Соловьев в своем миросозерцании отталкивается от славянофильства в той его позднейшей разновидности, которая в значительной мере отвергла дело Петра Великого. Соловьев не мог не быть сознательным и воинствующим «государственником». У нас теперь легко забывают, что противниками славянофильской доктрины были не только революционеры типа Герцена, но и государственники такого типа, как Соловьев и Чичерин.
У В. О. Ключевского где-то на душевном дне был какой-то сближавший его не столько с славянофилами, сколько с народниками едкий социально-психический осадок. Конечно, у Ключевского, как и у Платонова, в отличие от Карамзина и Соловьева, не было никакого ни законченного, ни застывшего политического миросозерцания. В царствование Александра III радикальные и даже либеральные круги ощущали его скорее, как консерватора, едва ли даже не как реакционера. У Ключевского в самом деле ни тогда, ни потом не было ярко выраженных, политически заостренных радикально-либеральных отталкиваний – и это так явственно обнаружилось в его знаменитой лекции, посвященной памяти Александра III. Но, в отличие от Карамзина и Соловьева, Ключевский в глубине души своей не любил ни власти, ни государства. Как это ни может показаться на первый взгляд странным, на душевном дне Ключевского не только непосредственно ощутим, но и исторически распознаваем какой-то народнически-обличительный осадок, и в этом смысле «Курс» Ключевского как-то сродни «Истории одного города» Щедрина-Салтыкова. Не случайно духовная генеалогия Ключевского приводит не только к С. М. Соловьеву, но и к А. П. Щапову.

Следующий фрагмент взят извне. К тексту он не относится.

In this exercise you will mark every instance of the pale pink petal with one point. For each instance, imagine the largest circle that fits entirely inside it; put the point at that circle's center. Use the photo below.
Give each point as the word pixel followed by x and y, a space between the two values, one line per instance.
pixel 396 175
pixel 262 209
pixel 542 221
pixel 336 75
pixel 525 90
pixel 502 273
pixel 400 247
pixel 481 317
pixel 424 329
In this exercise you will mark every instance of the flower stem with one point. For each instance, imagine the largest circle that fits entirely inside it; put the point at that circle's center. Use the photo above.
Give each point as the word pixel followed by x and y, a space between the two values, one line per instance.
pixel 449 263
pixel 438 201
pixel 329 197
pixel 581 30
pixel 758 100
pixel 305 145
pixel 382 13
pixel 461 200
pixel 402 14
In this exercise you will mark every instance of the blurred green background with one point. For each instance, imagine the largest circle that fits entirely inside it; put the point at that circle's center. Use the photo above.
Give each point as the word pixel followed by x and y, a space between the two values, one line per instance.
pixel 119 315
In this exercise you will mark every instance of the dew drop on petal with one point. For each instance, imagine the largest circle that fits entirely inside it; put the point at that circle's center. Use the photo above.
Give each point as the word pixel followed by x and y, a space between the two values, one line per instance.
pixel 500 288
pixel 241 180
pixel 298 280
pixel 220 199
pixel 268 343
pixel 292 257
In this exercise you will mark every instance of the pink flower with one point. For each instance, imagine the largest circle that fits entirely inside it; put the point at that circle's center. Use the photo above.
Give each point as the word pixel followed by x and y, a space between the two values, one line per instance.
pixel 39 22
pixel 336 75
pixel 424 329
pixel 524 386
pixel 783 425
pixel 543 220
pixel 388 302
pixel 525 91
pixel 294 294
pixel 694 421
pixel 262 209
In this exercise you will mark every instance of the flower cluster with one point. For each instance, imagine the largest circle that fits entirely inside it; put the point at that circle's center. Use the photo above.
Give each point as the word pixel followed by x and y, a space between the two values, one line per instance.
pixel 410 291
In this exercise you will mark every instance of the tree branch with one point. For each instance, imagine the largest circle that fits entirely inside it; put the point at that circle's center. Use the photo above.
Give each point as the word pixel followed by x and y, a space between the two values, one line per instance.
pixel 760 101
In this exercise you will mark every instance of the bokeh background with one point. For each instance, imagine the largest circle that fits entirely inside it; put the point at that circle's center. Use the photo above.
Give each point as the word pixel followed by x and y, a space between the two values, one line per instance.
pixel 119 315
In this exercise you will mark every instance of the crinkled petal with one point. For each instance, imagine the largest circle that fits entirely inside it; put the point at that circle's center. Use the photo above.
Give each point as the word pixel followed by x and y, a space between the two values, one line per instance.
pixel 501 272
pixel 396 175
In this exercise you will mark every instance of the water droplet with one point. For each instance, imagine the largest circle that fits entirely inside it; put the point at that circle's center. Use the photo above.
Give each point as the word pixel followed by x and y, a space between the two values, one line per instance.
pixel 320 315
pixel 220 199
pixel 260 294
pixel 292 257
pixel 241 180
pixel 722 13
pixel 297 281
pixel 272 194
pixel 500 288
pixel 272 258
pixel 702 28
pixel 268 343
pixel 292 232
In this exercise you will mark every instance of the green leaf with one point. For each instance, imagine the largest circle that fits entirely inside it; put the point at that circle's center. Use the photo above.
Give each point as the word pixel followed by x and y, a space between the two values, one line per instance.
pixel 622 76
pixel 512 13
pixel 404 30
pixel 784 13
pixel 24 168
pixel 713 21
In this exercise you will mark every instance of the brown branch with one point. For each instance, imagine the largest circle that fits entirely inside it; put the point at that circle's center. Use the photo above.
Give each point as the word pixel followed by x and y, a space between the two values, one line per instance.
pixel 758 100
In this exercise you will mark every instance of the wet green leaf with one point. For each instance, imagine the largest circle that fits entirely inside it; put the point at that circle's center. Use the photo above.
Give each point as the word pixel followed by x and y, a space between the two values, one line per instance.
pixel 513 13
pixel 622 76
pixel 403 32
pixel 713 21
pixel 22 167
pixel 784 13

Совсем иным было духовное наследие и научное домостроительство С. Ф. Платонова. Если его прямой университетский учитель К. Н. Бестужев-Рюмин (кстати, Бестужев-Рюмин, как все люди его поколения, был гораздо более универсально образованный историк, чем Ключевский и Платонов. Бестужев-Рюмин родился в 1829 г., был, таким образом, на 9 лет моложе Соловьева и на 12 лет старше Ключевского) был еще внутри себя раздираем противоборством идей Кавелина-Соловьева и славянофилов, под конец жизни склонившись скорее к славянофильству, – Платонов был свободен от этого противоборства. Для него оно отошло в прошлое. Политическая реакция 80-х гг. вряд ли душевно его глубоко затронула и заполонила; будучи консерватором, он внутренне терпимо относился к либералам и даже радикалам. Можно эту идейную позицию и это душевное состояние охарактеризовать как безразличие или индифферентизм. Но для Платонова оно означало духовную свободу и душевную несвязанность. Свободу от всякого рода предвзятостей, идейных и политических. Как индивидуальность, Сергей Федорович Платонов, может быть, был весьма непохож на Антона Павловича Чехова. Но недаром они были сверстники. Им были чужды споры их отцов и дедов, и в душах их не было того «обличительного» осадка, с которым вступали в жизнь люди, родившиеся в 40-х и пережившие молодость в 60-х годах. «Восьмидесятников», поколение 80-х годов, представители которого около 1890 г. были уже зрелыми людьми, принято иногда третировать пренебрежительно и даже поносительно, как выразителей «реакции» и «упадка». Не забудем, что это поколение дало России Чехова и Платонова.



Опубликовано в "Антология русского зарубежья". Т. III: "История и историография России". М., 2006.